Bu sessizlik Şam Yönetimi’nin sessizliğinden çok daha garip bir durumdur.
Öyleyse perde arkasındaki gerçekler ne olabilir?
Dahası, Suriye’deki tezgâh nedir?
At izinin it izine çoktan karıştığı bu sisli ve puslu coğrafyada, tezgâh içinde tezgâh, oyun içinde oyun her zaman olağan bir durumdur.
Mesela;
Tezgâh 1: ABD ve İsrail’in birlikte planladıkları tezgâhla Suriye ordusu ikiye bölünmeye zorlanarak İsrail’in cephedeki önü açılmaya çalışılıyor olabilir. Şam yönetimi iyice zayıfladığından ve Rusya da Ukrayna’da çok sıkışmış olduğundan burada aksiyon gösteremiyor olabilir. Muhalif Terör Örgütü HTŞ’nin kuzeyden güneye Humus’a kadar ilerlemiş olması ve diğer taraftan da Şam’ın güneyindeki Dera’nın düşmüş olması bu tezi güçlendirmektedir.
Bu durumda ABD ve İsrail için işler tıkırında olup, önümüzdeki günlerde İsrail’in Suriye’nin kuzeyine doğru genişlemesini, kuzeyde ise farklı farklı kantonlar kurulmasını, Şam yönetimin tamamen devrilmesini ve Suriye’nin bölüşülmesini bekleyebiliriz.
Tezgâh 2: Suriye iç savaşının başından beri, bu muhalif gruplar sürekli olarak Şam Yönetiminin başını ağrıtmakta, rejimi tehdit etmeye devam etmektedir.
Bu gruplar var ve güçlü oldukları sürece, Şam Yönetimi’ne ve onun en büyük destekçisi olan Rusya’ya rahat yoktur.
Yani bu muhalifler konusunun, bir daha tehdit oluşturamayacak şekilde halledilerek kapatılması, Şam Yönetimi ve Rusya için hayati bir durumdur.

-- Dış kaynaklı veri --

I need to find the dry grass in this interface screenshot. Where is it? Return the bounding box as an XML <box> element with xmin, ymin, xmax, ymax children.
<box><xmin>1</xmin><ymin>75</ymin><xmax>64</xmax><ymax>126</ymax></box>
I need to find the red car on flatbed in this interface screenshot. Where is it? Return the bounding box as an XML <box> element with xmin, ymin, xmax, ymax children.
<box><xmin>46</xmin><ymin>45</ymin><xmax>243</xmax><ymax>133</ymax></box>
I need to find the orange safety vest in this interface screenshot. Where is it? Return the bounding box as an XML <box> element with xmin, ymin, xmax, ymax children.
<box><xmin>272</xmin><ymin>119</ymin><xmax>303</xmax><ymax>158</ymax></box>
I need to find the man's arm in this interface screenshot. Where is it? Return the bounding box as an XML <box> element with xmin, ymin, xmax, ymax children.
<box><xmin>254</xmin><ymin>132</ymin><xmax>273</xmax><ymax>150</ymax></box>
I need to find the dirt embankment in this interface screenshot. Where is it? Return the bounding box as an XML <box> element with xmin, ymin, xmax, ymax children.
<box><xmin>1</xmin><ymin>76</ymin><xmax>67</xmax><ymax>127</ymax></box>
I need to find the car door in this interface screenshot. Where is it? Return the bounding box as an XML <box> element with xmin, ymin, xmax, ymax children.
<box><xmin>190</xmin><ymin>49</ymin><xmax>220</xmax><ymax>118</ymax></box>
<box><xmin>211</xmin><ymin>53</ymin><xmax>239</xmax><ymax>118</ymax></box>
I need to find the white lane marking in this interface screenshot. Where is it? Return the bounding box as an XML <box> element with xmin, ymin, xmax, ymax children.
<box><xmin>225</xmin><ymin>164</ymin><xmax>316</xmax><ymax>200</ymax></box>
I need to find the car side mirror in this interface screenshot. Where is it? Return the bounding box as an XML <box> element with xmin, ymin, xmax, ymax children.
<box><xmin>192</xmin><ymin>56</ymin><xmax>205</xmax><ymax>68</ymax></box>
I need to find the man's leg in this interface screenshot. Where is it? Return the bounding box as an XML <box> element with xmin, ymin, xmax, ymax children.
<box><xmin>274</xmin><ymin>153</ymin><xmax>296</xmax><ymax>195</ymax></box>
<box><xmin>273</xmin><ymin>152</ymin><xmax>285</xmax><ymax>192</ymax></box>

ABD ve İsrail’in niyetini gören Suriye ve Rusya; bu muhaliflerin önünü açarak ve direnç göstermeden güneye çekilerek bu muhalifleri bölgedeki halktan ve diğer unsurlardan ayırt ederek toplu bir şekilde kanalize ederek, önceden belirlediği bir ölüm bölgesine çekiyor olabilir.
Düşünün ki “çok hızlı ve kolayca ilerleyen bir taarruz, tuzağa düşmekte olduğunuzun habercisidir” ve bu çok iyi bilinen bir harp doktrinidir. Büyük tezgahların başarısı ise çok doğal görünmelerine ve son ana kadar çok iyi gizlenebilmelerine bağlıdır.
Eğer ki tezgâh buysa önümüzdeki günlerde, yuvalandıkları yerlerden sökülerek ve bir araya getirilerek güvenli bölgelerinin çok uzağında bir ölüm bölgesine çekilmiş olan muhaliflerin, Rus güçleri ve Suriye ordusu tarafından büyük bir kıyıma uğratıldıklarına şahit olabileceğiz.
Mağrurlar mı, yoksa mağdurlar mı kazanacak?
Ne olacağını zaman gösterecek…
Üstelik her şey en fazla birkaç hafta içinde ortaya çıkmış olacak!
Fakat zamanını hiç de beklemeden görebildiğimiz bir gerçek var ki, Suriye Devleti’nin yıkılması, Türkiye için büyük tehlike oluşturacaktır.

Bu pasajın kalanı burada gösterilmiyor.